Abstract Body

The combined use of therapeutic vaccination and specific drugs that can reactivate latent reservoir virus (Kick and kill strategies) hold the promise to achieve a functional cure for HIV infection. The recently completed BCN01 vaccine trial (NCT01712425) consisted in a ChAd.HIVconsv and MVA.HIVconsv prime/boost vaccination in early treated individuals (<6 months from HIV acquisition) and was able to redirect CTL responses towards highly conserved regions of HIV-1. Likewise, romidepsin (RMD) has been shown in earlier studies to induce HIV-1 transcription demonstrating that significant reversal of HIV-1 latency is possible so that a combination of these two approaches may help achieve the goal of a functional cure of HIV.

BCN02-Romi (NCT02616874) is an ongoing single-arm proof-of-concept study enrolling 15 individuals rolled-over from BCN01 trial. After 3 years under viral suppression, all participants were immunized with MVA.HIVconsv (2x10E8 pfu), followed by three weekly-doses of romidepsin (RMD, 5 mg/m2 BSA), and by a second MVA.HIVconsv vaccination. Participants underwent a monitored antiretroviral pause (MAP) and treatment was resumed if plasma viral load (pVL) increased >2,000 copies/ml.

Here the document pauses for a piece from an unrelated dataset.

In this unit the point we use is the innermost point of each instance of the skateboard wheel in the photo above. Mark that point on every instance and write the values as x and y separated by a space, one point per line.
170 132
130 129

15 participants completed all immunizations and RMD infusions, with pVL >20 copies/ml being detected during the intervention in all of them. After the first MVA.HIVconsv vaccination, HIVconsv-specific T cell responses raised to a median peak magnitude of 965 IFNg SFC/10E6 (range 400-3,340, in cryopreserved-and-thawed PBMC), which was significantly higher (p=0.0353) than peak responses during BCN01. Responses transiently decreased by 35% in magnitude after RMD in 10 individuals. However, all but two participants were able to maintain or increase HIV-consv specific responses after the 2nd vaccination relative to pre-RMD, and were therefore invited to start the MAP. To date, 11 patients have interrupted treatment: 7 had to resume cART within the first 4 wk of MAP while 4 participants remain off cART after 7, 12, 14 and 22 weeks (36% of viremic controllers)

Therapeutic vaccination targeting conserved regions of HIV-1 combined with HIV latency reactivation strategies may facilitate clearance of the viral reservoir in early-treated individuals. This is the first reported immune intervention demonstrating a manipulation of the CTL immunodominance pattern and a durable viremic control of HIV-1 infection in a large proportion of participants.